Protesters in New Zealand have joined international action urging Indonesia to release West Papua's political prisoners.
According to the group, Papuans Behind Bars, at least 76 political prisoners are being held in jails in West Papua.
A vigil will be held in Auckland tonight while activists in Wellington gathered outside the Indonesian Embassy this afternoon.
Our reporter Amelia Langford was at the Wellington protest.
The small group held photos of Papuan political prisoners and remained silent with their hands bound as a sign of solidarity with those imprisoned. Green Party MP, Catherine Delahunty, who took part in the protest, says people in West Papua have been jailed for exercising their basic democratic rights.
CATHERINE DELAHUNTY: These political prisoners really need our support, they are alone in a country with no independent media, they are alone in a country with no Red Cross, they are alone in a country where there are no civil or human rights maintained by the government.
Catherine Delahunty gives the example of Filep Karma who was jailed for 15 years for raising the West Papuan Morning Star flag. She describes West Papua as the Palestine of the South Pacific and says the New Zealand Government should take action.
CATHERINE DELAHUNTY: The very least New Zealand could do is call on Indonesia to set these prisoners free, they are not criminals, they are political prisoners who should be set free, and New Zealand should stop funding the training programme for the police in West Papua instead of which, where they they should be calling on Indonesia to stop the human rights abuses.
Another Green MP, Eugenie Sage, says the environmental impact of Indonesian rule in West Papua is also a concern.
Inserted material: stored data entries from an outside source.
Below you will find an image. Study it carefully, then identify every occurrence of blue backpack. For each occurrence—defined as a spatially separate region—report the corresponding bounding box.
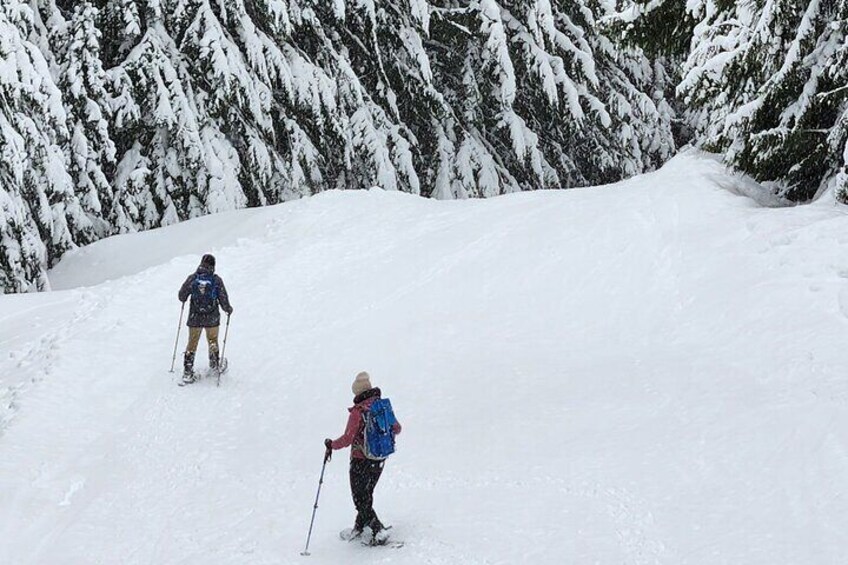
[191,273,219,314]
[362,398,397,460]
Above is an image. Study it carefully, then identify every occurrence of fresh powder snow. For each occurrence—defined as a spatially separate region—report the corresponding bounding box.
[1,152,846,564]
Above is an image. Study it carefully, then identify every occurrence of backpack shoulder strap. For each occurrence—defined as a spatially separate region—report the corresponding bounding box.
[351,404,369,453]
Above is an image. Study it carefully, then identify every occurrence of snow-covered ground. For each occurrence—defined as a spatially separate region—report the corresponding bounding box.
[1,152,847,564]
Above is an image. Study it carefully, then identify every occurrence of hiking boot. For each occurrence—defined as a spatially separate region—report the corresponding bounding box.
[183,351,196,373]
[181,352,197,384]
[209,350,220,370]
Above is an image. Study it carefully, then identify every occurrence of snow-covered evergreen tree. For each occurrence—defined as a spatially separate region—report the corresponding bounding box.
[293,0,434,194]
[427,0,675,195]
[609,0,707,57]
[100,0,219,227]
[678,0,848,202]
[54,1,126,240]
[0,1,78,292]
[98,0,330,226]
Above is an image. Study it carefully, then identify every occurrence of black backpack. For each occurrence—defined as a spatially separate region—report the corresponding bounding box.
[191,273,219,314]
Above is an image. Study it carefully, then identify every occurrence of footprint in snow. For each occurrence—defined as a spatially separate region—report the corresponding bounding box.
[59,479,85,506]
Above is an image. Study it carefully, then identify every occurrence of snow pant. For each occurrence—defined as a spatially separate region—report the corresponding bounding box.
[184,326,220,373]
[350,458,385,533]
[185,326,219,355]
EUGENIE SAGE: We have a right to freedom of speech here, we can express our views on anything, we can stand and protest, they do not have that right in West Papua, the environmental damage that's occurring under the Indonesian regime, the inability of people to have a voice and protest about that is why I am here.
The Wellington protest was a small crowd, with a turnout of only a handful of people. But one of the protesters, Julianne Leggett, says New Zealanders would be shocked if they knew more about West Papua.
JULIANNE LEGGETT: I think it is outrageous the way the people of West Papua are being treated - their aspirations for political autonomy are being legitimately expressed through peaceful protest.
Another protester, Gabrielle George, says a lot of young people don't know anything about West Papua.
GABRIELLE GEORGE: The fact that not many people know about it, and the fact that the information is so stifled from within Indonesia, so it is important to make it public, make it more widespread throughout New Zealand, and for young people as well to know that so close to us, there is injustice going on.
Gabrielle George says she is hopeful that her actions can help West Papua and points to East Timor's independence after years of protest over Indonesian occupation. Protests outside Indonesian embassies are taking place around the world, including London and Australia.